D'autres petites choses
Le désastre financier de Dexia n'est pas seulement dû à des risques financiers trop importants pris par le management mais aussi dû à des risques opérationnels et juridiques, en particulier dans les achats aux Pays-Bas (perte de 2.5 milliards). L'expertise juridique supposée de la direction précédente (Mr Miller n'est pas un banquier mais un avocat d'affaire) ne semble pas avoir servit beaucoup.
En parlant de la diminution des liquidités fournies par le marché, il est indiqué dans le rapport que les institutions financières internationales (en particulier la BRI) ont apporté beaucoup moins de fonds avec la crise. J'en parlais déjà dans un blog en avril 2008:
http://citoyennaif.blogspot.com/2008/04/crise-de-liquidite-le-double-jeu-des.html
Le rapport mentionne les "stress tests" organisés par l'EBA et qui n'avait un impact que sur le "trading book" (pas le banking book). J'en parlais dans mon blog
http://citoyennaif.blogspot.com/2011/04/vos-stress-tests-avec-ou-sans-stress.html. Le rapport indique que "

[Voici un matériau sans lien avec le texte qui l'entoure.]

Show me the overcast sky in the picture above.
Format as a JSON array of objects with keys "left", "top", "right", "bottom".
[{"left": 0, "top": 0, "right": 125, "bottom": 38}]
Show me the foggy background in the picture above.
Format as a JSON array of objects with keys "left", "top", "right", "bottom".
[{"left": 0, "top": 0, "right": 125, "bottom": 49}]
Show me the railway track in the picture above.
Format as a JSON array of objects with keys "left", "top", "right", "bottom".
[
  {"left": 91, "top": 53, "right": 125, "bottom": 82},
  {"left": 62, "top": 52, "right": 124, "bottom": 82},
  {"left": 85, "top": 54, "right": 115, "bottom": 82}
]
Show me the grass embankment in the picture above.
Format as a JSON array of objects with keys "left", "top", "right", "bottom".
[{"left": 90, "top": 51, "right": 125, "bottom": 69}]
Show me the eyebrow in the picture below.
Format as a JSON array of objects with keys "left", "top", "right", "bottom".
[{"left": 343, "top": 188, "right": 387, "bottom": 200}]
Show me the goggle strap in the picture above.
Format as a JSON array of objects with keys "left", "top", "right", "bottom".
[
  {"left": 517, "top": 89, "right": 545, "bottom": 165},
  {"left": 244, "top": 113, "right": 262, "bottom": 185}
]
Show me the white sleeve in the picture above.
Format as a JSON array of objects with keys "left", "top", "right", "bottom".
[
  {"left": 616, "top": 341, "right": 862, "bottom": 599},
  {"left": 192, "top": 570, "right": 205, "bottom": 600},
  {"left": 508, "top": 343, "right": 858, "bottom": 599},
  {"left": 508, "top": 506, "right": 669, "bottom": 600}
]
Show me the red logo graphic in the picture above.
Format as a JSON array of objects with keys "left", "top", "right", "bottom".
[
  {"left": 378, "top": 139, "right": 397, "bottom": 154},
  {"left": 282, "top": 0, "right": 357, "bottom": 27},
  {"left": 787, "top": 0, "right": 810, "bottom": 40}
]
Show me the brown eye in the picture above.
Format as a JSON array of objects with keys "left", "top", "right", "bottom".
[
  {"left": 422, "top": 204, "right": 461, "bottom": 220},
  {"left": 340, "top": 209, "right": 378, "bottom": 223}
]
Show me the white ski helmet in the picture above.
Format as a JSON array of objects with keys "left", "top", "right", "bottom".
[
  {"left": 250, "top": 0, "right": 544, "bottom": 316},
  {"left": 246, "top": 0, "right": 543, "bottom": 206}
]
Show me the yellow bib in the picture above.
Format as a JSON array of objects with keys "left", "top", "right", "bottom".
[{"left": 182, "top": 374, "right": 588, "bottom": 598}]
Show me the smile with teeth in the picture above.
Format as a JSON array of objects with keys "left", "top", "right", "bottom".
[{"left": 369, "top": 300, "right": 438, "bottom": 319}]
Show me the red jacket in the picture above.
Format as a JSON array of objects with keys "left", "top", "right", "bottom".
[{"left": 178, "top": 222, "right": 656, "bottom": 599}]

cet exercice était comme une tentative de contribuer à la restauration de la confiance". Autrement dit c'était un mensonge intentionnel et institutionnel par omission de l'EBA.
J'aurais aussi pu aussi parler d'autres points (mais je ne le ferai pas ;-))
- de DCL, de sa gestion défaillante des risques et des protections par les "français" pour éviter la diminution de l'importance du canard boiteux.
- des risques de liquidité et de crédit qui étaient connus par les experts de la banque (j'en parlais dans mon blog
http://citoyennaif.blogspot.com/2011/11/commission-dexia-interroger-les-bonnes.html) et communiqués au management.
- des mensonges d'un management rassurant, en interne et en externe, qui déclarait qu'il n'y avait pas de problème, que FSA n'était pas impliqué dans la crise des subprime et que le démantèlement n'était pas envisagé, …
Conclusion
En conclusion, je suis content que ce rapport existe, il officialise ce que beaucoup savaient déjà: les erreurs des comités de direction et des conseils d'administration passés et présents et en particulier l'amateurisme dans la gestion des risques. Le rapport met en évidence des manquements de certains acteurs à leurs obligations légales mais ne les nomme pas explicitement et ne suggère pas de poursuites à leur encontre. Malheureusement il est évident que les auteurs du rapport ne sont pas des experts sur le fonctionnement des banques et des marchés financiers, ils manquent de mettre en évidence des faits importants du dossier; de plus cela nuit à la crédibilité du rapport sur ces aspects.